A public hearing on the proposed maps – including for the Executive Council – is scheduled for Jan. 10. (Annmarie Timmins | New Hampshire Bulletin)
Senate Republicans and Democrats released their plans for redrawing Senate and Executive Council maps last week. As expected, the parties disagree about how voting districts should look for the next decade.
An initial independent review of the maps by Open Democracy, a nonpartisan nonprofit, found the Republican proposals for Senate districts were “atrocious,” worse than they were in 2010, the last time voting districts were redrawn. Redistricting happens every 10 years, when new U.S. census data is released. The Republican proposal for Senate District 9 stretches from Hinsdale to Bedford in a long line, while Senate District 5 encompasses both Plymouth and Hanover.

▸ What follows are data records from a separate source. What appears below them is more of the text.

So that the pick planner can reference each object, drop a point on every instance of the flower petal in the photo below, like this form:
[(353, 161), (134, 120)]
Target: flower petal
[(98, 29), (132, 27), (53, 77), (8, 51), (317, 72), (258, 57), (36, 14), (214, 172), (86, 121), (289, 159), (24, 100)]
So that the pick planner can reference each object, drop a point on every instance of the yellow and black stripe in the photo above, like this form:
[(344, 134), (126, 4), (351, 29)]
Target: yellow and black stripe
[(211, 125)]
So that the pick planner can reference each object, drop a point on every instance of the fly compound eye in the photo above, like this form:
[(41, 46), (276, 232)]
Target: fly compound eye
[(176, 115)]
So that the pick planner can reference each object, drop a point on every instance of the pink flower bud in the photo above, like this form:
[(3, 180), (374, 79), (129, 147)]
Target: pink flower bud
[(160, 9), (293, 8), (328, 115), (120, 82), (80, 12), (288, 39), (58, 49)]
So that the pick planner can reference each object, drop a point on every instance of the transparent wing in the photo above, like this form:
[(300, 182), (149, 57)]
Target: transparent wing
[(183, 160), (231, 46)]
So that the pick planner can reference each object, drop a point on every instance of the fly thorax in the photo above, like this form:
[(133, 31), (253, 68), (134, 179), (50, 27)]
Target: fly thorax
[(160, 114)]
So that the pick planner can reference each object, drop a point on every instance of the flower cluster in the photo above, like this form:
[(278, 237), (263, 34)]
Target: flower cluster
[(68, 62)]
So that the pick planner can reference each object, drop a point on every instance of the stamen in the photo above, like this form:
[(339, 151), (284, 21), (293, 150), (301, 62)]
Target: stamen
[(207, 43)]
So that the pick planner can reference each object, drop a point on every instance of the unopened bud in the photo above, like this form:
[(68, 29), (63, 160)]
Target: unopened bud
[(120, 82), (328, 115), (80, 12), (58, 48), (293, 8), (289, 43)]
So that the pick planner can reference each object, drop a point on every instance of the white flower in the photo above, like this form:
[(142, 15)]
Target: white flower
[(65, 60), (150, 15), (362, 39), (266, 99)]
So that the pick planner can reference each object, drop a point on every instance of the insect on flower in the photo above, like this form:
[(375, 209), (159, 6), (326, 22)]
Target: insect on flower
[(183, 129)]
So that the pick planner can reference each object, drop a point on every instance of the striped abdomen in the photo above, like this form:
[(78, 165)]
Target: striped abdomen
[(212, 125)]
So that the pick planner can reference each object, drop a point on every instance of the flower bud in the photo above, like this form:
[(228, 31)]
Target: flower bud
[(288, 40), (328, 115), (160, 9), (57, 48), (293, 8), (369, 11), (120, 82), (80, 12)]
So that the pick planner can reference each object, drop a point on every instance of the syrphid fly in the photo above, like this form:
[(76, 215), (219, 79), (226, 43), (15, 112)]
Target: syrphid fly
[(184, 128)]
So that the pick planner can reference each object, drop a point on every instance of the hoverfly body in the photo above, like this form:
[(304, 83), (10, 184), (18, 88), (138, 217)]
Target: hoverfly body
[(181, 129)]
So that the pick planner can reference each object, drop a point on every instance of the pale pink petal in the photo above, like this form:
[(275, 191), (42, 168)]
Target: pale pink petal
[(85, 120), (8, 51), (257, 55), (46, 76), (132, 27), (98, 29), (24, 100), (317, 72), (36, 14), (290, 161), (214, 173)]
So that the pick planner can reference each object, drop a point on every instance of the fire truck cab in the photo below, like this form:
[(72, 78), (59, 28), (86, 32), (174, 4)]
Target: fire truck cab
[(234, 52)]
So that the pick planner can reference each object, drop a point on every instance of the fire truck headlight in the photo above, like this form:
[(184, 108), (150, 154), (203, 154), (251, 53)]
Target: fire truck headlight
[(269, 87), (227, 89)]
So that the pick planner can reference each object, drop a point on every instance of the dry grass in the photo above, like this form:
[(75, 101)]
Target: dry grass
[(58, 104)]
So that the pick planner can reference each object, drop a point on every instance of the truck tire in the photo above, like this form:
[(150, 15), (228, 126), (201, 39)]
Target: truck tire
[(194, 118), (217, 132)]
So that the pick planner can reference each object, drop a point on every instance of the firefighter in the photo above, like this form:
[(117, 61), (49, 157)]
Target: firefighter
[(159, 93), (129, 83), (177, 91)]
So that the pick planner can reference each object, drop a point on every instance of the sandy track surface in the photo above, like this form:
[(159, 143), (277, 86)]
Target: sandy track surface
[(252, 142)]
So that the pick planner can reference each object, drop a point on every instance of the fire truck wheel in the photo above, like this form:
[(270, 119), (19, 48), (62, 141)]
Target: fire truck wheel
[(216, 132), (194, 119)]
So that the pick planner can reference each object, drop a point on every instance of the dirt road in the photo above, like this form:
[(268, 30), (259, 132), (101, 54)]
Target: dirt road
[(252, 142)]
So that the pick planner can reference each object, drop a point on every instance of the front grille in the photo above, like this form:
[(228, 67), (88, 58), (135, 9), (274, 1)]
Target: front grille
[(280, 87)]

The Republican proposal for the Executive Council keeps the districts as currently drawn, including dragon-shaped District 2. The Democratic proposal would break up District 2, which has long been held up as an example of gerrymandering – it stretches from one side of the state to the other – “packing” Democratic-leaning municipalities into the same district. That, in turn, makes the surrounding districts more solidly Republican and less competitive.
“It’s widely known as a gerrymandered map,” said Brian Beihl, deputy director of Open Democracy, who said the decision to preserve it was puzzling, in light of Gov. Chris Sununu’s acknowledgement that District 2 is gerrymandered. “He acknowledges that it’s gerrymandered, but nobody seems to care about that anymore,” Beihl said.
Open Democracy expects to complete its analysis of both the Republican and Democratic maps by Thursday. A hearing will be held in Representatives Hall at the State House on Jan. 10 from 1 to 4 p.m. so members of the public can comment on the draft maps. Comments may also be submitted to [email protected].
Starting Wednesday, the House will vote on the maps proposed by the House Special Committee on Redistricting for congressional, House, and county commissioner districts. At least two representatives are putting forward alternative plans for these maps: 2016 Libertarian nominee for governor Rep. Max Abramson proposed a map with congressional districts that Open Democracy found to be competitive, but which would not pass technical muster, according to the organization.
And Rep. Norm Silber has an amendment that would tweak the map for county commissioner in Belknap County.